People who know me in person would probably be quick to say I'm not a particularly stylish dresser. I no longer wear clothes which offend the eyes of the masses, but I don't put a lot of time or attention into selecting my clothes in the morning very often, and I loathe clothes shopping, so my wardrobe is fairly limited. However, I do accessorise a little. I have a range of necklaces, because they're the only jewellery I really like wearing; rings irritate me, bracelets get annoying too after a while, and I am entirely unpierced.

So, necklaces. I only have one that I can think of that I bought myself, though; one of my favourites was a gift from my mother, one from my uncle, two others from my sister, several more from my girlfriend and several from past girlfriends.
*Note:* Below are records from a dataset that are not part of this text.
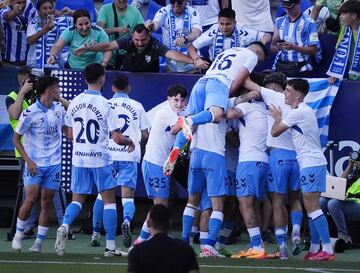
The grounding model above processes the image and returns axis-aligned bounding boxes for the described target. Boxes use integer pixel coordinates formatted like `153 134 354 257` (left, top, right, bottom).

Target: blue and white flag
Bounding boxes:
304 79 341 148
0 95 14 151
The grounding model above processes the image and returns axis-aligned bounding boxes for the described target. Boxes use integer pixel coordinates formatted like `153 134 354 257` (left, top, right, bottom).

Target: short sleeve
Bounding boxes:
60 27 73 44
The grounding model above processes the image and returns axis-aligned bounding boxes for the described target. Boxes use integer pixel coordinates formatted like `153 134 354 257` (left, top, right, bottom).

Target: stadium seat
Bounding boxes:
55 0 96 22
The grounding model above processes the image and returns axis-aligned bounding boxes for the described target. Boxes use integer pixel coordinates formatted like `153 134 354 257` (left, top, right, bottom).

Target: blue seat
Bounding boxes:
55 0 96 22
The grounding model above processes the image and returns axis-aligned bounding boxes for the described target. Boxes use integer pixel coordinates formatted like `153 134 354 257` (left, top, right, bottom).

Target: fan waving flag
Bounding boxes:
304 79 341 148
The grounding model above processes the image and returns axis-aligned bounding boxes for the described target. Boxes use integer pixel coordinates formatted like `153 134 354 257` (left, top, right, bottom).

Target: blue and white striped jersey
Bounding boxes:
66 90 121 168
0 0 36 62
16 101 65 167
109 93 150 162
275 14 320 63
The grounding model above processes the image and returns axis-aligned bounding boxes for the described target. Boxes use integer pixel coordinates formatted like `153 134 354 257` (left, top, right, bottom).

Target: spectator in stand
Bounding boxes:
223 0 274 32
47 9 111 69
0 0 36 66
145 0 202 73
75 24 202 72
320 151 360 253
26 0 72 69
270 0 320 77
97 0 144 69
310 0 346 34
188 8 271 65
327 0 360 82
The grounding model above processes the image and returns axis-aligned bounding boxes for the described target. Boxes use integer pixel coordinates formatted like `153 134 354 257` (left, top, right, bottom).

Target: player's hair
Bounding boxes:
168 84 187 98
83 63 105 84
247 41 269 59
113 74 129 90
149 204 170 231
133 24 150 34
263 72 287 90
287 79 309 97
337 0 360 19
73 9 91 25
35 76 59 96
36 0 54 10
17 66 31 76
218 8 236 19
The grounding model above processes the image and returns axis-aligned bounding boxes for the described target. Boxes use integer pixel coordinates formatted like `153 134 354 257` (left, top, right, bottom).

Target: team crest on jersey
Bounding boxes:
145 55 151 63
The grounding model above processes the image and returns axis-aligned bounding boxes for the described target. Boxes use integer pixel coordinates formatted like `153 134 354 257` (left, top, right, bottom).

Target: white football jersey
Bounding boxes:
109 93 150 162
66 90 121 168
144 103 183 166
281 102 327 169
203 47 258 88
261 87 295 151
16 101 65 167
236 100 268 163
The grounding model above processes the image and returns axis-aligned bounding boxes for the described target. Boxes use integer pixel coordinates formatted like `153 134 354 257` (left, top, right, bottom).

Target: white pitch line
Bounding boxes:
0 260 360 273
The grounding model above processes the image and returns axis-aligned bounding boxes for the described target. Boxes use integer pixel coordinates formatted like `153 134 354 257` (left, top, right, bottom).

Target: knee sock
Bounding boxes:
310 209 334 254
216 221 235 249
207 210 224 247
137 219 150 240
93 194 104 235
35 226 49 244
103 203 117 250
290 211 303 234
247 227 262 250
15 218 27 238
182 204 197 244
62 201 82 232
121 198 135 224
190 110 214 125
308 213 320 253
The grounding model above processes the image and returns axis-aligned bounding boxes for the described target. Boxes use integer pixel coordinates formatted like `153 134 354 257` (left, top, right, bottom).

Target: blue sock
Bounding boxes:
275 227 287 247
310 209 330 244
182 204 197 244
308 217 320 242
174 131 187 149
104 203 117 240
290 211 303 226
247 227 261 248
121 198 135 223
207 210 224 246
93 197 104 232
63 201 82 226
190 110 213 125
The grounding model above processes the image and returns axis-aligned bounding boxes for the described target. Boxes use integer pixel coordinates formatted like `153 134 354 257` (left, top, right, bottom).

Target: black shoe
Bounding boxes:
334 239 347 253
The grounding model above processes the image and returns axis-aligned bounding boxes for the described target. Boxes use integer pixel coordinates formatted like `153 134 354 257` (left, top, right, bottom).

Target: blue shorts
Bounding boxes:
186 78 229 115
112 161 137 190
236 161 268 200
71 165 117 194
225 170 237 196
300 165 326 192
199 187 212 211
141 160 170 198
188 149 227 197
24 164 61 190
267 149 300 194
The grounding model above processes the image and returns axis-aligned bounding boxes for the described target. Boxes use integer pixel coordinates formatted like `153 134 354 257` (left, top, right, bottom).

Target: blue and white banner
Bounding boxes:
305 79 341 148
0 95 14 151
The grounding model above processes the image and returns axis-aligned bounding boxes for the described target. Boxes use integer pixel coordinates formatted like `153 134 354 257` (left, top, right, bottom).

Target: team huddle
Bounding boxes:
12 42 335 261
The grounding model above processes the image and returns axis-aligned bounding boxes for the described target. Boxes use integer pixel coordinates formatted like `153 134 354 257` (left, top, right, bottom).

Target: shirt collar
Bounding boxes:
84 90 101 96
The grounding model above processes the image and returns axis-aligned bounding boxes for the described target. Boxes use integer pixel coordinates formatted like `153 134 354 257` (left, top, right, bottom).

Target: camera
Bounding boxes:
350 151 360 161
25 68 44 101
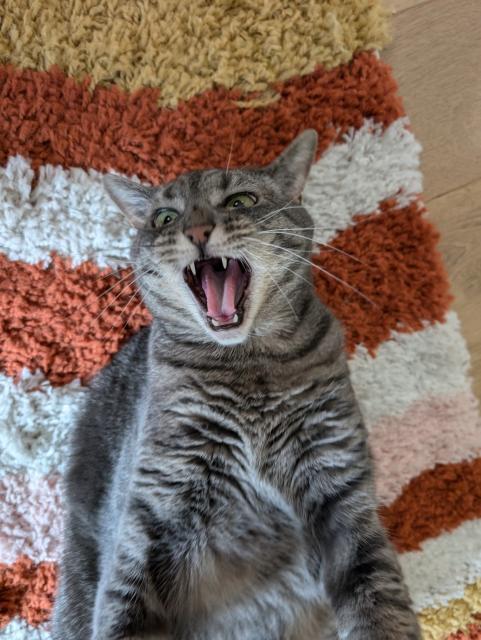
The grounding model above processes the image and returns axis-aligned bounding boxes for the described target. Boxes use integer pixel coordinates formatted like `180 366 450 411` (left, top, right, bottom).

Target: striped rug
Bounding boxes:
0 0 481 640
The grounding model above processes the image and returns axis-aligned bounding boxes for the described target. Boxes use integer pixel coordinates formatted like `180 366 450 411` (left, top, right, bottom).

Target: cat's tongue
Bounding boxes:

I never actually wear the one I bought myself, I just think it's cool so I continue to own it.

Each of the others was given to me by someone, and usually for a reason, Therefore each one has significance to me, and if I'm wearing a necklace (usually I am), and if so which one, actually says a lot about my emotional state that day. I'm not going to explain the system because that would give away far too much about my personality, but there is one.

What adds to the significance of it being necklaces I wear is the fact that I have certain associations with my neck. I won't go into why, but I have a lot of defensiveness about it; I tend to squirm if people touch it and I'm not in an open, fully-trustful sort of mood, and if I'm feeling edgy or vulnerable my inclination is to cover it. This is why I wear scarves some days when it's not really that cold.

And now I have a new garment, a black studded thing that goes around the neck, under one's collar, in a sort of v that works well with collared shirts. I like it, because it's vaguely badass, and has studs, which adds to its value; tonight I was feeling kind of raw and edgy, but I wore the studded under-collar thing, and that was armour sufficient to make me whole and able to be social.

Wherein it is seen that I make manifest my deepest emotional conflicts in purely superficial things, and this works. It also says a lot about me; either I'm deep in truly superficial ways, or I'm superficial in very deep ways. I haven't worked out which.